Halk arasında işini ciddiye almadığı için “deli” olarak görülen  Rıza motosikleti de bir hayli ilginç kullanmakta, yolcuları korkutmaktadır. Hatta daha ilk tanışmada derenin üzerinden geçerken öğretmenin ayakkabısı suya düşer. Rıza ise azarlanmanın ardından koşarak ayakkabının peşinden gider. Bu sahne Mecid Mecidi sinemasının ünlü filmi Baran’ı hatırlatır bize. Karakterin ayakkabıyı elleriyle temizlemesi ve ona uzatması hatta ilerleyen sahnelerde Öğretmenden tesadüfî aldığı tokayı saklayan Rıza, “Latif karakterini” anımsatıyor.  Öğretmen Hanım’ın habersizce okul ile bağını koparmasından en çok Rıza etkilenir. Yaşadığı sıkıntılar onu iyiden iyiye çıkmaza sürükler. Günlerce beklediği kapıyı çalmaya niyetlenir fakat bundan da gözyaşıyla nasibini alır. İlerleyen zamanlarda öğretmen’in evlenmesi Rızayı “Mecnun’a” çevirir. Artık kendini dahi hatırlamayan Rıza annesinin dualarıyla ayakta kalmaya çalışır.

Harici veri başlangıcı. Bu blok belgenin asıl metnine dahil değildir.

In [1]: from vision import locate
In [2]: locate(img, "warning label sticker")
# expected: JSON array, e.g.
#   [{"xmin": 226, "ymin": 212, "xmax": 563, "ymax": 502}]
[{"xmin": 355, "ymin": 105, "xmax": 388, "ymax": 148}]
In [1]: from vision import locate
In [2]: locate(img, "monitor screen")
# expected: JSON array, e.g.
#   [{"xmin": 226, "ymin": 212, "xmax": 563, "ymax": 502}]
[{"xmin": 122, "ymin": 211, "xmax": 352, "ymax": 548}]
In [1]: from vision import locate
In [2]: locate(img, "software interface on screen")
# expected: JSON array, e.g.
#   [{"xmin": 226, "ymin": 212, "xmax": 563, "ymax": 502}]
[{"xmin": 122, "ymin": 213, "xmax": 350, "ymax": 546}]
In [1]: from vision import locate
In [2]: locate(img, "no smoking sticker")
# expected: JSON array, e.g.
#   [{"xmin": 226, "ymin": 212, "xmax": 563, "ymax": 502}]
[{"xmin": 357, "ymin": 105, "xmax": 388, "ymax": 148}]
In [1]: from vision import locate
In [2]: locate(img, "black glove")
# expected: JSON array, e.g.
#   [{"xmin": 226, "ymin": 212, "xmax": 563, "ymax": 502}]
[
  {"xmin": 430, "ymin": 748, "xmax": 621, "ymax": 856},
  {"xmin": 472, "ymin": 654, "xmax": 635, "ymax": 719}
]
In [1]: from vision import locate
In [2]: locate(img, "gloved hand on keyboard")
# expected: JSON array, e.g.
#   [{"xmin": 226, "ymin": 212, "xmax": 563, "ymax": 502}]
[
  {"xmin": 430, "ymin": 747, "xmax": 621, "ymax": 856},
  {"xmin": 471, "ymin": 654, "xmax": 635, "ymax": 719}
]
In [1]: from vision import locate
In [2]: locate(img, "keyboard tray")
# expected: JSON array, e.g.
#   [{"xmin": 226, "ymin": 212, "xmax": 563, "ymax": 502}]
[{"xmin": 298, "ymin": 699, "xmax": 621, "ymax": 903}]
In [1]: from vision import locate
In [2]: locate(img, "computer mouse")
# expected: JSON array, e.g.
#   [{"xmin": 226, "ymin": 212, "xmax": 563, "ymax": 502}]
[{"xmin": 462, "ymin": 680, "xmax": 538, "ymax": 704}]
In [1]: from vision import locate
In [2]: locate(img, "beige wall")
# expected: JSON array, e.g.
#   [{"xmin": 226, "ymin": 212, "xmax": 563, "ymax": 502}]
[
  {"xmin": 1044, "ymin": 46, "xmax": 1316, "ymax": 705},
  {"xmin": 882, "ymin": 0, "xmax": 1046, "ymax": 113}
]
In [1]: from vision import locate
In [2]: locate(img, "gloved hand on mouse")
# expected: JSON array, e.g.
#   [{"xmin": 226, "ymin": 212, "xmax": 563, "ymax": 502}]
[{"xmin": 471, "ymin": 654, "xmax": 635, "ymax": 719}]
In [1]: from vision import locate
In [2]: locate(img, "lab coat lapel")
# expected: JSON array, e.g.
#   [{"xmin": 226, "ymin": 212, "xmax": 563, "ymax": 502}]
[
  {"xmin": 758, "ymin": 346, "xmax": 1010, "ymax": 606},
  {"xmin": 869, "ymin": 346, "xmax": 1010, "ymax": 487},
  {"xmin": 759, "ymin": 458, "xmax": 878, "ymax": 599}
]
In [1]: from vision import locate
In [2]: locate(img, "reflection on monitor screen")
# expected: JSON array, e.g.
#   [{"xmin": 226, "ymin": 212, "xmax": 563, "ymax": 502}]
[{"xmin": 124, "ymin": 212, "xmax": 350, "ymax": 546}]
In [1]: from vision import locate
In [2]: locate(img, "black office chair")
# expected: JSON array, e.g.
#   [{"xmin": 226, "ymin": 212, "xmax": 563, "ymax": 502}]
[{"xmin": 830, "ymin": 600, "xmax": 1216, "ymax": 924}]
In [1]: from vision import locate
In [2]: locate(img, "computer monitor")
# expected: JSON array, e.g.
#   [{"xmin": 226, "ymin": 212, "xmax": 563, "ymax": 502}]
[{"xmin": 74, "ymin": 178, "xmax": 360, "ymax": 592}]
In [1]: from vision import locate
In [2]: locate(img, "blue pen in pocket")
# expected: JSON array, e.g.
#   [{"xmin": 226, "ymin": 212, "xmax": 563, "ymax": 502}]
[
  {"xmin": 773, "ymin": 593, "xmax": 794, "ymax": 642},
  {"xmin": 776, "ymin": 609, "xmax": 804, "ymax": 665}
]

Leylayı ve Mevla’yı aynı anda sevemem:

Son şifa umudu türbeye getirilen Rıza, belki de en zor imtihanını gerçek dünyaya uyandığı zaman veriyor. Leyla’sını ararken Mevlayı bulan Rıza  “Leylayı ve Mevlayı aynı anda sevemem” diyor. Türbe de geçen bir kaç sahne beşli rahatsız edebilir. Hiç bir kaygı barındırmıyor film. Duru hikâyesi ve telaşsız üslubuyla seyirciyi sürüklemeyi başarıyor. Yönetmen filmi öylesine derin bir yapı üzerine kurmuş ki; İki seneyi aşkın bir süreyi 80 dakikaya sığdırıyor ve bunu yaparken de zamandan ve mekândan sıyırıyor kendini. Yalnızca karaktere yoğunlaşıyor, onların jest ve mimiklerini her ayrıntısıyla öne çıkarıyor. Khoda Nazdik Ast filmi yönetmen Ali Veziriyan’a 2007 yılında İran 25. Uluslararası Fecr Film Festivali’nde “En İyi Yönetmen”, yine aynı yıl İtalya’da Dün ve Günümüz Film Festivali’nde “Don Tonino Bello” ödülünü kazandırdı.

allahyakindir

Başrol de yer alan usta oyuncu Babek Hamidiyan ve Elnaz Shakerdoodt’un Leyla ve Mecnun olmak için gösterdikleri müthiş performans belki de filmin en büyük şansı. Motosiklet üzerinde iki masal kahramanı gibi yolculuk yaparken müzikler dikkat çekiyor. Bardia Kioross’in besteleri dinleyenlerin üzerinde en az film kadar etki bırakıyor. Film aynı zamanda büyük bir yer ayrılan Edebiyatla paralel ilerliyor. Gerek öğretmenin sözlükte ki ilk kelime “ab” ile başlaması ve Ghayser Aminpoor’dan okuduğu muhteşem şiir ile bunu doğruluyor. Ey aşk  Ateştir senin nesebin…/ Niteliğin dumandır kaynağın ise rüzgar / Su tufana dönüştü toprak da küle / Senin kokunla ateş rüzgara karıştı / Şirin’siz her saray bisütûn gibi viranedir / Ferhat’sız her dağ bir saman çöpüdür rüzgarda / Yedi nesil öteye tüm atalarımız gâmdı / Bize miras kalan hep sonsuz keder oldu / Rüzgar esince toprağımızdan senin kokun geliyor / Sadece Sen kalacaksın; / Biz hepimiz gidince. Ali Veziriyan her ne kadar mecazi ve ruhani aşkı farklı boyutlarıyla ele alıyorsa da her yaştan seyirciye hitap etmeyi başarmış.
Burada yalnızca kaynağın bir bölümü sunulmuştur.